Date: Wednesday, May 29, 2024   |   Author: Sean Keywood

An updated Tax and Regulation Manifesto has been published by the Association of Fleet Professionals (AFP) ahead of the General Election.

The document, first published in 2021, now includes 24 measures.

New items specific to vans include resolving ongoing confusion over regulations surrounding 4.25t electric vans, the removal of plans to introduce Vehicle Excise Duty on electric vans from April 2025, a better labelling scheme explaining the range of electric vans in different weather conditions and with different loads, and fiscal support to make electric vans, as well as cars, more attractive to the used market.

The manifesto also calls for improvements to EV charging infrastructure, including regulatory and fiscal support for accessible, affordable and fit-for-purpose chargepoints.

AFP chair Paul Hollick said: “Since the pandemic, the problems that fleets are facing seem to have multiplied, largely as we grapple with the implications of electrification and other zero emissions initiatives. 

“Within our Future Mobility Committee and across our membership, we have been discussing the kind of help we would like to see from government and it is fortuitous that we are publishing this manifesto just as the General Election gets underway.

“Whoever wins power, we hope to work with them to help resolve these many issues, and the document represents the AFP’s core thinking about what needs to be done. It is designed to focus on practical ideas, ranging from quite small detail alterations to major strategic shifts, around which we believe that change or definition is required to enable businesses to move forward with their fleet and mobility plans faster and more effectively.”

Hollick noted that most of the new points added to the manifesto concerned van electrification.

He said: “One of the undeniable facts in fleet over the last few years is that van electrification is proving much, much more difficult than for cars. 

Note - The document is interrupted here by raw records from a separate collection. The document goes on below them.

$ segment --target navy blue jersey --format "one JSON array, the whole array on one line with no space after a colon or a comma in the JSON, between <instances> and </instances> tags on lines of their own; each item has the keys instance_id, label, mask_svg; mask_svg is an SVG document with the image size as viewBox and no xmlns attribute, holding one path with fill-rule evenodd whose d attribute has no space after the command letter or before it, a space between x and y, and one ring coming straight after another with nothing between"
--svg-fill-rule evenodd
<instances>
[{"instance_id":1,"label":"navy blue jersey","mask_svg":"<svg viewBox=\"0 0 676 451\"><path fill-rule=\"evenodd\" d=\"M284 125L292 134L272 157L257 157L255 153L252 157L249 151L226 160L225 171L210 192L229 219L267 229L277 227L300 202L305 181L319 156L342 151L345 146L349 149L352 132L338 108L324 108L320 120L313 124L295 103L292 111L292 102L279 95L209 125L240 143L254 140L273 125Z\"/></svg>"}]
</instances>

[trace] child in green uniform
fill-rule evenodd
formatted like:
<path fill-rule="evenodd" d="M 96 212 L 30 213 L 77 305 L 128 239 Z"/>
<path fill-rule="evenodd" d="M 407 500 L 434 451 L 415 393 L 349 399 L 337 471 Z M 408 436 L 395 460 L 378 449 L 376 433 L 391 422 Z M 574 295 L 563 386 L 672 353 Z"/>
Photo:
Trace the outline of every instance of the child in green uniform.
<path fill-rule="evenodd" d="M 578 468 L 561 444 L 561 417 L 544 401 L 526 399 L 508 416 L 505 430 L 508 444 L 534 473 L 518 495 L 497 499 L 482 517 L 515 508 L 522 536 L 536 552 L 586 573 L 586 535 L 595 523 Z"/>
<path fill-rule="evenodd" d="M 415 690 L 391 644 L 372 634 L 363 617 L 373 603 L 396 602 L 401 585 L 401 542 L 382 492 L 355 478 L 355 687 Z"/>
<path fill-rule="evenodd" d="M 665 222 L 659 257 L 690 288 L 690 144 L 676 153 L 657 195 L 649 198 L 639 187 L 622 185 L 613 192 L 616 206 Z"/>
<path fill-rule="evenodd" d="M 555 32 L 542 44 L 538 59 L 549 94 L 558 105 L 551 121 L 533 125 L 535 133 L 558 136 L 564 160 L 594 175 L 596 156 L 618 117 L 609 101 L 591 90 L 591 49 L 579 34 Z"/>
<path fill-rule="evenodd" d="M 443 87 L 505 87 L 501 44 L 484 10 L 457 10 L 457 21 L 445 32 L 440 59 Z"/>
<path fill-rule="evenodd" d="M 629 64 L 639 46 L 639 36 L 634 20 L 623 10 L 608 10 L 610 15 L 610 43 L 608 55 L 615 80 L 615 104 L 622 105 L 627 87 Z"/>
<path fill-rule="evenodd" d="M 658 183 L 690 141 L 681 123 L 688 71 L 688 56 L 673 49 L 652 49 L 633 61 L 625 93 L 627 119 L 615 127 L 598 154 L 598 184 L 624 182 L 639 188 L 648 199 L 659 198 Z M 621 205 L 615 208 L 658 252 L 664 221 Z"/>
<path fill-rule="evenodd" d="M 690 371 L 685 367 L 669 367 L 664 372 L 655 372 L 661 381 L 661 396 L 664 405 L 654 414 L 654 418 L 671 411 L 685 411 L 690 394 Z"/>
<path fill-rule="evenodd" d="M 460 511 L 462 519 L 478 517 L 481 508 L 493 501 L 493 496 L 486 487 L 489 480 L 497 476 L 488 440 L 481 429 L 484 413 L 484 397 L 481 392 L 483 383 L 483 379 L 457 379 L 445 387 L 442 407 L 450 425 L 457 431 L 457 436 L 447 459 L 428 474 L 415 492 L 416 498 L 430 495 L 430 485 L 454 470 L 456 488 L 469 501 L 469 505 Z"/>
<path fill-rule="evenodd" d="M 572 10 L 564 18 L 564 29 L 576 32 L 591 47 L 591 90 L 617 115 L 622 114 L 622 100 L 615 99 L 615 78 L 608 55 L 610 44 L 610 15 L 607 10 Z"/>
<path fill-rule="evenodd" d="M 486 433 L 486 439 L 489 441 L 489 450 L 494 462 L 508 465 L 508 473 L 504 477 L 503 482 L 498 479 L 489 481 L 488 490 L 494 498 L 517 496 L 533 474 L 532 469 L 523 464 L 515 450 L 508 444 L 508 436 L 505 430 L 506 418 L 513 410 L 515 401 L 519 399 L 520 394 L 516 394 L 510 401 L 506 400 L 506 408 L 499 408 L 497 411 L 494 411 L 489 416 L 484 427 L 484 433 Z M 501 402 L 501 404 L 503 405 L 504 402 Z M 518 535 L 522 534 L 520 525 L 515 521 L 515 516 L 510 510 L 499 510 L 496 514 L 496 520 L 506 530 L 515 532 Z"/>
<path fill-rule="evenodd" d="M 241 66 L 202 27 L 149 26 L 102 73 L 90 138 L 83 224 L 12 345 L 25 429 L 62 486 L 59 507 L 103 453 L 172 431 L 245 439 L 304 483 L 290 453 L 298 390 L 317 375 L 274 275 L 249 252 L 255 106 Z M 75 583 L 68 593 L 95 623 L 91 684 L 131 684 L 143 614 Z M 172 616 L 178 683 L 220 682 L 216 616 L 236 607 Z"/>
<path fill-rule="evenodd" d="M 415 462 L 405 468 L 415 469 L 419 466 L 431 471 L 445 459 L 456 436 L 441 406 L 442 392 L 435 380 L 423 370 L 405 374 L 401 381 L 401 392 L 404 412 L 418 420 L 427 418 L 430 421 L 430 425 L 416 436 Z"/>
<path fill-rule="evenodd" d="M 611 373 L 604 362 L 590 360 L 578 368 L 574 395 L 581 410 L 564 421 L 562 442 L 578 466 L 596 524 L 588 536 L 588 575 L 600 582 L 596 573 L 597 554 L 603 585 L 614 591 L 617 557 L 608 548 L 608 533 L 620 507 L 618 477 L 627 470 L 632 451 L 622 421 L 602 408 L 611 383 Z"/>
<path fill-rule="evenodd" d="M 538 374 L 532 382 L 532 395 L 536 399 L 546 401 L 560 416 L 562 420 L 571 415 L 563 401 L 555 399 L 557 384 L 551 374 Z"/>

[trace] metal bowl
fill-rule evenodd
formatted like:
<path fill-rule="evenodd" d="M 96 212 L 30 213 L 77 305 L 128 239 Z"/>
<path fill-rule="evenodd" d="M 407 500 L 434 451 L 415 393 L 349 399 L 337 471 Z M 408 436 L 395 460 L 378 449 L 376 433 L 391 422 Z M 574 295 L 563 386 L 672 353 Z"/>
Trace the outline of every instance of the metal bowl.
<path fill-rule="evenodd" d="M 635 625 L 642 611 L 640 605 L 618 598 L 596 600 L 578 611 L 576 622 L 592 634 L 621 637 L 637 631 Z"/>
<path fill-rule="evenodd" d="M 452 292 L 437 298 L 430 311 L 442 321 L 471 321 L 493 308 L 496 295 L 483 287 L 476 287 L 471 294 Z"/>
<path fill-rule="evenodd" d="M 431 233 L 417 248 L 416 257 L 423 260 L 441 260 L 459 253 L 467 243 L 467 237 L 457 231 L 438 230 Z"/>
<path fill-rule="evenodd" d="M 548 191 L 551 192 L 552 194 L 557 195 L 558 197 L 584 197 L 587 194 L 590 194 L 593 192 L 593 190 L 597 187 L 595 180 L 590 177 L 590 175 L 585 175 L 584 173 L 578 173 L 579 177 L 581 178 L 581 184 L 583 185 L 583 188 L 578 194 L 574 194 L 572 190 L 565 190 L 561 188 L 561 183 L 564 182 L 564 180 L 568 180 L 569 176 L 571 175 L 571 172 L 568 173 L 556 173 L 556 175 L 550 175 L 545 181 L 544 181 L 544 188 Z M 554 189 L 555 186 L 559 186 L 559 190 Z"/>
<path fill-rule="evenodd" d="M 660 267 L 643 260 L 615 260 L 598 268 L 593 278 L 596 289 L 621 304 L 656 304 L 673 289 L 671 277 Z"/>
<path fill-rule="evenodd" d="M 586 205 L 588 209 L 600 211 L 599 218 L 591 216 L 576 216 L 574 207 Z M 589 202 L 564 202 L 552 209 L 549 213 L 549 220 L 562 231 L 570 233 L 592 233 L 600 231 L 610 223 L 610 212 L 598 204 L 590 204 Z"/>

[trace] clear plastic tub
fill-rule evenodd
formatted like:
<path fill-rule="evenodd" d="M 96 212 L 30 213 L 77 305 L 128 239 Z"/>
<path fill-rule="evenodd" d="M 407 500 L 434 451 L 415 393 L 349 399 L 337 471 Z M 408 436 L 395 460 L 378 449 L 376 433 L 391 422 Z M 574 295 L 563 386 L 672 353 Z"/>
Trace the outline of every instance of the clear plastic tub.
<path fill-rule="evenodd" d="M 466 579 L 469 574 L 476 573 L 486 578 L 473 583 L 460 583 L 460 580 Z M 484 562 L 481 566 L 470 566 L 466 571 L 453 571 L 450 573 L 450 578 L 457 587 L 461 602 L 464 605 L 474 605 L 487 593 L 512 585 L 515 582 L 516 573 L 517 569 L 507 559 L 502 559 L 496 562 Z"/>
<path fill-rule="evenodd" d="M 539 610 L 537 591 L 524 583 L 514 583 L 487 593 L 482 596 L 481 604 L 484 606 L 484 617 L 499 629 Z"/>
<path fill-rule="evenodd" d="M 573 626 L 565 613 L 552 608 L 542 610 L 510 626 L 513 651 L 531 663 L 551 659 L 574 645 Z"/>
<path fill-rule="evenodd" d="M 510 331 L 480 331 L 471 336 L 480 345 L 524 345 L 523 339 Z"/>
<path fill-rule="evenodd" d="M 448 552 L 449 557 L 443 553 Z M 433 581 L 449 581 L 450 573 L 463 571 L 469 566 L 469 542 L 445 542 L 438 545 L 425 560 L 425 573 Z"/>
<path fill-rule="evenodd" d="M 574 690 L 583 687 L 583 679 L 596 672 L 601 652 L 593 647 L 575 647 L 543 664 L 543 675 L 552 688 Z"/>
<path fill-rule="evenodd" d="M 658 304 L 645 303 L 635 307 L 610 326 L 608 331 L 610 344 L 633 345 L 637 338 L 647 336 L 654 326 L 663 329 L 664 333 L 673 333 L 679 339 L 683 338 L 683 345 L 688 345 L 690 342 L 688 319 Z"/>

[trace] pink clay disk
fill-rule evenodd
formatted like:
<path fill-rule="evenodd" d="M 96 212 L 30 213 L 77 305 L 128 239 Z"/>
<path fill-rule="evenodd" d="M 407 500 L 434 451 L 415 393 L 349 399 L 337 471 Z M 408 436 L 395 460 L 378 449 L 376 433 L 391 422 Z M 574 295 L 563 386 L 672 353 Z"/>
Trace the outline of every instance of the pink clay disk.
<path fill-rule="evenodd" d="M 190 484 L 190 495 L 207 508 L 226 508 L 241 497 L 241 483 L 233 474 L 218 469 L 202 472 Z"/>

“We are now in the situation where the majority of new cars being added to fleets are electric vehicles (EVs) or plug-in hybrids, a percentage that we very much expect to climb over the next few years in a steady and predictable manner towards the 2035 production deadline.

“The same is just not happening for vans. There are issues over the capabilities of the vehicles themselves that make their operational viability for some fleets open to question, while availability of charging is also an ongoing issue for many. 

“In the company car sector, adoption has been powered by preferential benefit in kind taxation, and some kind of government support is needed to really get the electric van market moving in the same manner.”